Mislabeling eXch as a Mixer
Muller repeatedly refers to eXch as a “mixing service,” arguing that because a significant share of its users swap funds between chains and back, this is evidence of deliberate obfuscation. However, simply accepting funds from mixers or facilitating cross-chain swaps does not, by itself, make a service a mixer. Mixers, by definition, pool and shuffle funds to obscure origins and destinations
Exchanges—especially those focused on privacy—may process funds from a wide range of sources, including mixers, but that does not mean they themselves are operating as mixers.
Moreover, privacy protocols and mixing services are not illegal in many jurisdictions outside the United States. Many users rely on these tools for legitimate privacy reasons, not just to hide illicit activity. Muller’s analysis overlooks this nuance and unfairly paints all privacy-centric platforms with the same brush.
Overstating eXch’s Role in the Bybit Hack
Muller claims eXch actively facilitated laundering of the Bybit hack proceeds and refused to cooperate with Bybit or law enforcement. While it’s true eXch processed some of the stolen funds, the actual share was a small fraction of the total—about 90,000 ETH out of 401,346 ETH stolen.
The majority of the funds moved through a complex web of centralized and decentralized services, not just eXch.
Further, Bybit CEO Ben Zhou confirmed that eXch was just one of many platforms used by Lazarus, with most funds laundered through decentralized protocols and bridges. Muller’s focus on eXch ignores the broader reality: Lazarus Group leverages dozens of services, including Thorchain and cross-chain bridges, to obscure funds. It’s also important to note that eXch’s refusal to cooperate stemmed from previous disputes with Bybit, not necessarily from a desire to protect criminals.
While one can criticize eXch’s lack of KYC and transparency, labeling it as the primary enabler of the hack is an exaggeration.
Misunderstanding Privacy and Regulation
Muller’s article frames eXch’s adversarial stance toward regulators as proof of criminal intent. In reality, debates around privacy, regulation, and user rights are ongoing in the crypto industry. Many privacy-focused platforms push back against what they see as overreaching surveillance or “elitist” industry practices
This is not the same as openly supporting criminal activity.
Her argument that eXch’s use of Thorchain and refusal to implement compliance controls is unique or especially dangerous also ignores the fact that many decentralized protocols struggle with the same issues. Even centralized exchanges have been used by hackers and launderers in the past.
Questionable Use of On-Chain Analysis
Muller’s team claims to have tracked and clustered eXch’s transactions across several blockchains, concluding that most activity is mixing rather than legitimate swaps. However, on-chain analysis is not always definitive, especially when it comes to distinguishing between privacy-seeking users and criminals.

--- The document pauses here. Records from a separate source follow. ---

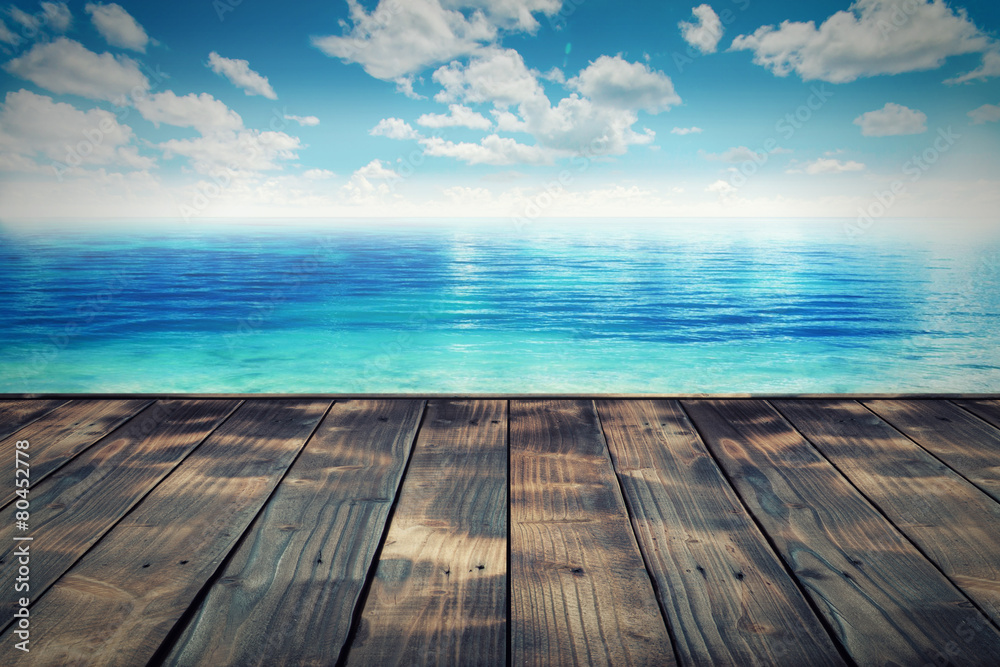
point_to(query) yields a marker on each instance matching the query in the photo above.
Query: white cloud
(989, 68)
(872, 37)
(394, 128)
(202, 112)
(234, 151)
(67, 67)
(34, 126)
(509, 14)
(892, 119)
(318, 174)
(615, 82)
(828, 166)
(240, 75)
(988, 113)
(706, 32)
(400, 38)
(117, 26)
(494, 149)
(360, 189)
(493, 75)
(57, 16)
(305, 121)
(576, 124)
(458, 116)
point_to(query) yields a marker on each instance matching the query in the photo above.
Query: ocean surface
(595, 306)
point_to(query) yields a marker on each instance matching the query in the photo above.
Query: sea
(500, 306)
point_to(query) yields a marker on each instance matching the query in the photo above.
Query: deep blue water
(486, 306)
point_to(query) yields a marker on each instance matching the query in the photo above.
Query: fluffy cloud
(117, 26)
(872, 37)
(828, 166)
(615, 82)
(202, 112)
(67, 67)
(34, 126)
(706, 32)
(400, 38)
(57, 16)
(240, 75)
(360, 189)
(892, 119)
(457, 116)
(394, 128)
(509, 14)
(494, 149)
(576, 124)
(990, 68)
(494, 75)
(317, 174)
(235, 151)
(305, 121)
(988, 113)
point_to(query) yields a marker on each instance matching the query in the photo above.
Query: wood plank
(955, 524)
(117, 604)
(73, 509)
(727, 595)
(439, 595)
(883, 598)
(15, 415)
(288, 594)
(62, 434)
(988, 411)
(967, 444)
(580, 593)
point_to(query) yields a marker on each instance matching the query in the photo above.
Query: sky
(520, 109)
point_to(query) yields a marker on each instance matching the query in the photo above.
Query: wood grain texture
(727, 595)
(439, 595)
(883, 598)
(17, 414)
(62, 434)
(987, 410)
(966, 443)
(580, 593)
(117, 604)
(956, 525)
(74, 508)
(288, 594)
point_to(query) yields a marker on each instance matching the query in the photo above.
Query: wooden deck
(321, 531)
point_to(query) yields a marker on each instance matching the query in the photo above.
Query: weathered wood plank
(62, 434)
(967, 444)
(580, 593)
(955, 524)
(71, 510)
(17, 414)
(117, 604)
(288, 594)
(727, 595)
(440, 591)
(988, 411)
(884, 600)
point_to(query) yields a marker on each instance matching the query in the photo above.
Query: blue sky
(514, 108)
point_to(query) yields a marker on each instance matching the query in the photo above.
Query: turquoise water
(490, 306)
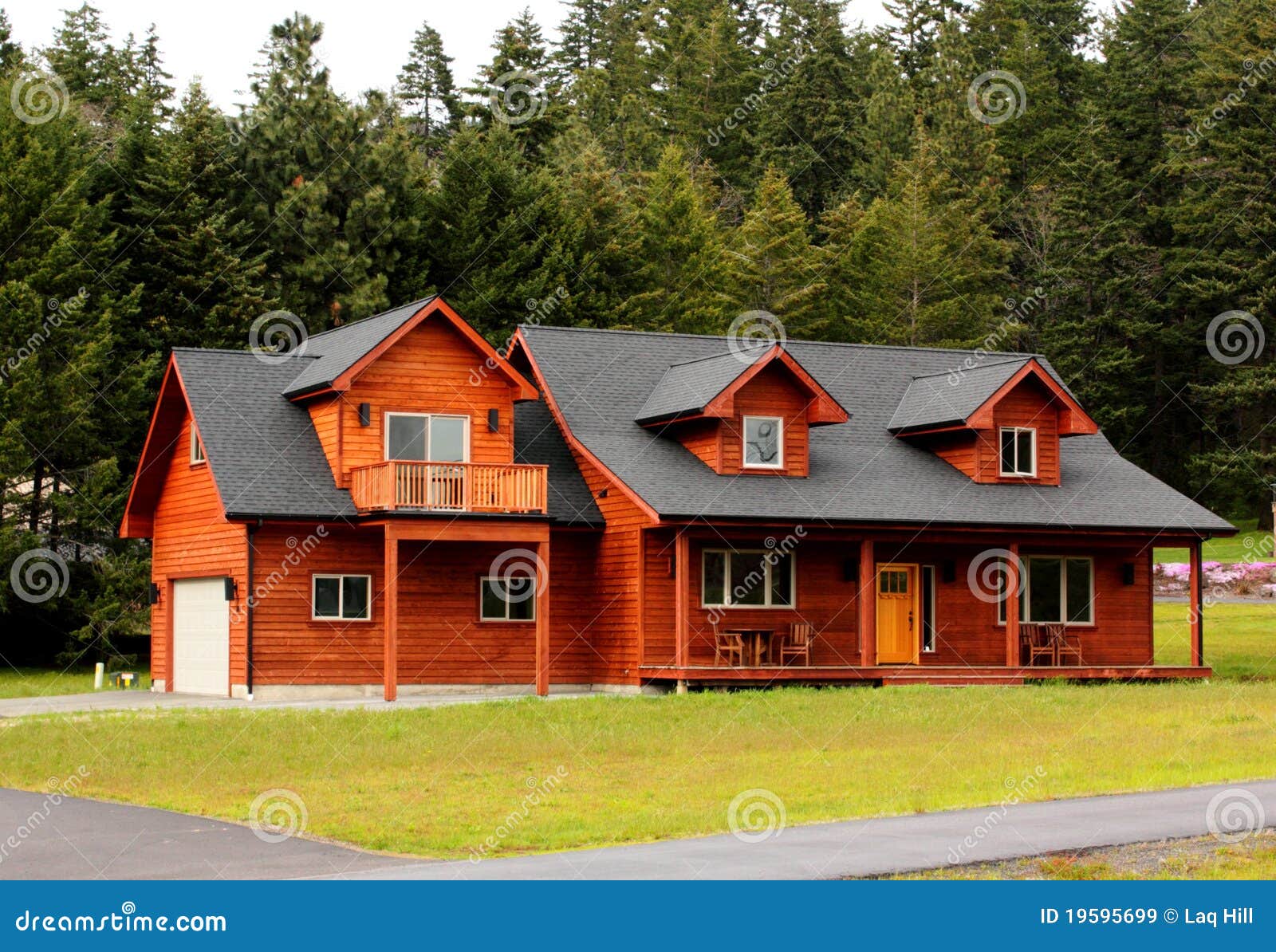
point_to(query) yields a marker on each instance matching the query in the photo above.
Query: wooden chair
(797, 643)
(1063, 643)
(1042, 645)
(727, 645)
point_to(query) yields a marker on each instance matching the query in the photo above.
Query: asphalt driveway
(87, 839)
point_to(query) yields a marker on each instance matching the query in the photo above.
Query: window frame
(1026, 597)
(429, 438)
(769, 605)
(507, 620)
(341, 596)
(744, 443)
(1001, 456)
(198, 457)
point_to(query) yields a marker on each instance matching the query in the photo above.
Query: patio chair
(727, 645)
(797, 643)
(1065, 645)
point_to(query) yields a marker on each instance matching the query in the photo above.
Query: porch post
(389, 608)
(1012, 607)
(1197, 620)
(868, 604)
(682, 596)
(542, 618)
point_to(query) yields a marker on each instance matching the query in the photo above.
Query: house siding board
(193, 539)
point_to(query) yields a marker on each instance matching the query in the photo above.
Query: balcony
(480, 488)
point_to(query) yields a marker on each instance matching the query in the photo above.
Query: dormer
(998, 424)
(743, 411)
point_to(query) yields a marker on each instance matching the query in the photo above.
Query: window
(763, 442)
(1054, 588)
(197, 446)
(1018, 450)
(341, 597)
(510, 599)
(758, 577)
(425, 437)
(928, 608)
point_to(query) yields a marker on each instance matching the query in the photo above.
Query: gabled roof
(967, 395)
(859, 471)
(332, 359)
(705, 386)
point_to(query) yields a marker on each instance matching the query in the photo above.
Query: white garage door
(201, 637)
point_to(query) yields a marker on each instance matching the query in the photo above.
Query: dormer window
(765, 442)
(197, 446)
(427, 438)
(1018, 450)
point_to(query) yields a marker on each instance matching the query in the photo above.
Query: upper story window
(1018, 450)
(763, 442)
(197, 446)
(427, 437)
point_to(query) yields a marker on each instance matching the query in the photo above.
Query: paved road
(89, 839)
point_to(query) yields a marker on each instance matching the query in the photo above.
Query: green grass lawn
(439, 782)
(1248, 545)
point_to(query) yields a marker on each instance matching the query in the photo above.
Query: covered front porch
(903, 607)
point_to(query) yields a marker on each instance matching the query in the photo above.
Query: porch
(908, 607)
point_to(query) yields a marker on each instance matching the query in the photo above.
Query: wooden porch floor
(916, 674)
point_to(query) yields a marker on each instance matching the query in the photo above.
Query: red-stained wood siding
(191, 539)
(431, 370)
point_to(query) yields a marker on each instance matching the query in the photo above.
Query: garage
(201, 637)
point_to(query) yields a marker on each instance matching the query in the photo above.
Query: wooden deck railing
(400, 484)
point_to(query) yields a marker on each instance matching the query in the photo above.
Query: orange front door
(897, 614)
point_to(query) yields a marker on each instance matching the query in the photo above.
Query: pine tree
(427, 87)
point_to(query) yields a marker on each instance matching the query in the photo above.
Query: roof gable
(707, 386)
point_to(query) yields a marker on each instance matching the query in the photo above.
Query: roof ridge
(786, 341)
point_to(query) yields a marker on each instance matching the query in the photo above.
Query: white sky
(365, 41)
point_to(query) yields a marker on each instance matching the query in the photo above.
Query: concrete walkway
(89, 839)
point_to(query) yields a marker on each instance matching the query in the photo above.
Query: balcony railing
(400, 484)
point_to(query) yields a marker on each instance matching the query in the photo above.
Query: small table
(757, 641)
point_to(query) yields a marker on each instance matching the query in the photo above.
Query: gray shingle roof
(859, 471)
(688, 387)
(266, 456)
(951, 397)
(335, 351)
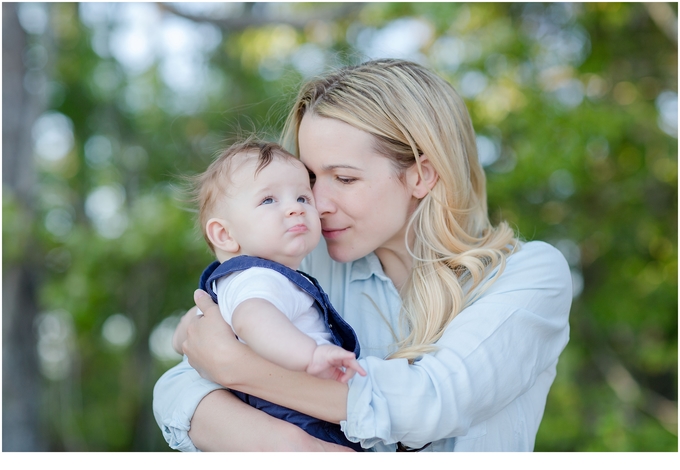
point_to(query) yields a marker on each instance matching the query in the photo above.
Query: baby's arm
(273, 336)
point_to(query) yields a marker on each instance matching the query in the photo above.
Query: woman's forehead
(331, 143)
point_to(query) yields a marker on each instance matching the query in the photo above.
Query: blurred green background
(105, 105)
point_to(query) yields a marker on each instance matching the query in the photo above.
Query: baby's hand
(333, 362)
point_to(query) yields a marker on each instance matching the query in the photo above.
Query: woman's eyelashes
(345, 180)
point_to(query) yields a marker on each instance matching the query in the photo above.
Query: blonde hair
(209, 187)
(412, 112)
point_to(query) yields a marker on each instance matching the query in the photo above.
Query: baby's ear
(218, 234)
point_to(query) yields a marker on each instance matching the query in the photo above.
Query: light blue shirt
(485, 387)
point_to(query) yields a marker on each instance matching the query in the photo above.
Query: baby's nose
(296, 209)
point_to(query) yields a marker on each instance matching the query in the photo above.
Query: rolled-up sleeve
(492, 353)
(176, 395)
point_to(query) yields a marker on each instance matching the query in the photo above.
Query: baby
(257, 213)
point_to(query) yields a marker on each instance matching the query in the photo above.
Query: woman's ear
(218, 234)
(423, 181)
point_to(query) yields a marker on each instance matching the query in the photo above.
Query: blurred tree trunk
(20, 375)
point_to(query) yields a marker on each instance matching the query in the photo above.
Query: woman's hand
(210, 344)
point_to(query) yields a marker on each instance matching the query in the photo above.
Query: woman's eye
(344, 180)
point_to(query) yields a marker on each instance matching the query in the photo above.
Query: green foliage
(591, 172)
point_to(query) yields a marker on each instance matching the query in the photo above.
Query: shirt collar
(365, 267)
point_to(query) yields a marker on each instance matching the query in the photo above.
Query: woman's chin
(341, 255)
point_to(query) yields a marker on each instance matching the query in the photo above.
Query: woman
(460, 324)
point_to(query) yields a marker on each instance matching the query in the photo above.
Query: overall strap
(342, 333)
(240, 263)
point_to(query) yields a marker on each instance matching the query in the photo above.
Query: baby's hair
(208, 187)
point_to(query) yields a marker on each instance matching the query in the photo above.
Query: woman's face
(362, 204)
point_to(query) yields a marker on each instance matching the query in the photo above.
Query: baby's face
(272, 215)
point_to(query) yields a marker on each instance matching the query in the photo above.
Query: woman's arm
(217, 355)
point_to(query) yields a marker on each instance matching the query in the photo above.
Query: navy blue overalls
(341, 335)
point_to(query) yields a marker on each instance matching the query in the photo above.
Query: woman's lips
(333, 233)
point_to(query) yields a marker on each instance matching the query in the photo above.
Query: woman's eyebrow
(334, 167)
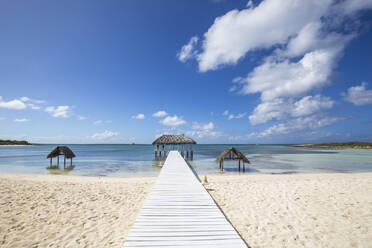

The same patterns she identifies—swapping funds across chains and back—are used by both regular users and bad actors. Without additional context, it’s misleading to claim that most eXch activity is illicit.
Ignoring the Broader Context
Finally, Muller points to other privacy tools like Railgun, Chainflip, and Wasabi Wallet as examples of platforms that have implemented compliance controls. While it’s true some have taken steps to block illicit funds, this is not universal, and the debate over privacy versus compliance is far from settled. Suggesting that there is “no room” for platforms like eXch ignores the legitimate privacy needs of many users and oversimplifies a complex issue.
In summary, while Marian Muller raises important questions about privacy and accountability in crypto, her article overstates eXch’s role in laundering, mislabels its core business, and fails to appreciate the broader debate around privacy tools. Not all privacy-focused platforms are criminal enterprises, and not all cross-chain swaps are mixing. We need more nuanced, fact-based discussion—otherwise, we risk undermining both user privacy and the integrity of the industry.
Key Takeaways:
eXch operated as a privacy-focused exchange, not a mixer.
Its role in the Bybit hack was minor and isolated.
The shutdown resulted from regulatory pressure, not proven misconduct.
Critics like Muller risk stifling innovation by equating privacy tools with criminal enterprises. As eXch stated, “good journalism is about high standards of source verification”
—a standard Muller’s article fails to meet.